Berlinale: pour Agnieszka Holland, il faut "des médias libres et courageux"

(G-D) L'acteur Peter Sarsgaard, producteur et scénariste Andrea Chalupa, directrice Agnieszka Holland et acteur James Norton de "Mr. Jones," février 10, 2019, Berlin
(G-D) L'acteur Peter Sarsgaard, producteur et scénariste Andrea Chalupa, directrice Agnieszka Holland et acteur James Norton de "Mr. Jones," février 10, 2019, Berlin - © John MacDougall / AFP

La réalisatrice polonaise Agnieszka Holland a défendu la nécessité de médias "libres et courageux" et de la lutte contre les "fake news", en présentant dimanche à la Berlinale "Mr Jones", un film sur la famine des années 30 en Ukraine, révélée par un journaliste britannique.

En compétition pour l'Ours d'or du festival de Berlin, "Mr Jones" raconte l'histoire de Gareth Jones (interprété par James Norton), un journaliste britannique qui a fait connaître en 1933, suite à un voyage en URSS et au péril de sa vie, la famine qui a fait plusieurs millions de victimes en Ukraine en 1932-33 et que les autorités soviétiques cachaient.

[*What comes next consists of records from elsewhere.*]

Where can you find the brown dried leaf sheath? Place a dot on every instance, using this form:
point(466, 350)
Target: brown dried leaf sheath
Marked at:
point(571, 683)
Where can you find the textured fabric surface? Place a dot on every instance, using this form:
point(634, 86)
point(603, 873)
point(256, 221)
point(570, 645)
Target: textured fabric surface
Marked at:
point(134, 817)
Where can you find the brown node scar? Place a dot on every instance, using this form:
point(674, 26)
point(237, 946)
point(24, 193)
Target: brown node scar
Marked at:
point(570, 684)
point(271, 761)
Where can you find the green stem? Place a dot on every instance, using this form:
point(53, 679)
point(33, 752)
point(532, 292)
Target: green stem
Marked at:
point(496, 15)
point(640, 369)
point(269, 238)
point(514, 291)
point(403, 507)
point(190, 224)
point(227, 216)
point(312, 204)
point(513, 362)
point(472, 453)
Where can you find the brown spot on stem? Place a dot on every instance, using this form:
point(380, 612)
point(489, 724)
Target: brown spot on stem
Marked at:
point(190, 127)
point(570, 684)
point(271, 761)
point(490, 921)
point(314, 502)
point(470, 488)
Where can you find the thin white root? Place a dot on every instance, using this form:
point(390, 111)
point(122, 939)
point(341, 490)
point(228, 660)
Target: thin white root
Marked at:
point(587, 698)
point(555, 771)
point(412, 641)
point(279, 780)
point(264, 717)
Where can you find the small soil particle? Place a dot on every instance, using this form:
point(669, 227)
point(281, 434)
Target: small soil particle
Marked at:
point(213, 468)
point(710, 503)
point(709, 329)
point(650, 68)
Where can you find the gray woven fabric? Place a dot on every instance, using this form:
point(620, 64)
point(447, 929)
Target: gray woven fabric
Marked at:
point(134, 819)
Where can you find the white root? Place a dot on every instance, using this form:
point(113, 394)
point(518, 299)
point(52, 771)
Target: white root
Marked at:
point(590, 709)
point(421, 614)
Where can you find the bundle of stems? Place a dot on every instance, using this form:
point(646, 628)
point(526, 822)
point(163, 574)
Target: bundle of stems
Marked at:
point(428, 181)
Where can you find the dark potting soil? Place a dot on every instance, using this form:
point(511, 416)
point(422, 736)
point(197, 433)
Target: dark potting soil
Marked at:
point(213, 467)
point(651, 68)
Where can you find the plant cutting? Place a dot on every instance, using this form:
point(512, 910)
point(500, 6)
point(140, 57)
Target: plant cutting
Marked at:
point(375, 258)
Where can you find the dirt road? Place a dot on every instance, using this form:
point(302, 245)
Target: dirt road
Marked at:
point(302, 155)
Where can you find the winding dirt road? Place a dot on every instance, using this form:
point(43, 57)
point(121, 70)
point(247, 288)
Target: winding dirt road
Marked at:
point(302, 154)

"J'ai eu le sentiment que les fantômes de ce crime avaient besoin qu'on leur donne (...) une place, un coup de projecteur, qu'ils avaient besoin d'une certaine forme de justice. J'ai senti un devoir moral" à le faire, a déclaré Agnieszka Holland lors d'une conférence de presse.

"Staline a été l'un des plus grands meurtriers de l'histoire de l'Humanité", a estimé la cinéaste, jugeant "tragique" sa popularité encore aujourd'hui en Russie. "Mais il a gagné la guerre et rendu sa grandeur à l'Union soviétique", a-t-elle ajouté avec un sourire.

Alors que l'acteur américain Peter Sarsgaard ("Dans la brume électrique") incarne dans le film Walter Duranty, correspondant du New York Times à Moscou qui a nié l'existence d'une famine dans la région, en accord avec la propagande soviétique, la réalisatrice d'"Europa Europa" a souligné la nécessité, aujourd'hui comme à l'époque, d'avoir "des médias libres".

"Les fake news, qui se répandaient assez rapidement au cours des siècles derniers, se répandent aujourd'hui en quelques secondes de façon mondiale", avec les réseaux sociaux et internet, a-t-elle dit. "C'est même devenu plus dangereux. Cela veut dire qu'il est devenu bien plus facile de manipuler l'opinion", a-t-elle ajouté.

"La seule arme que nous avons, ce sont les médias libres et courageux", a-t-elle affirmé.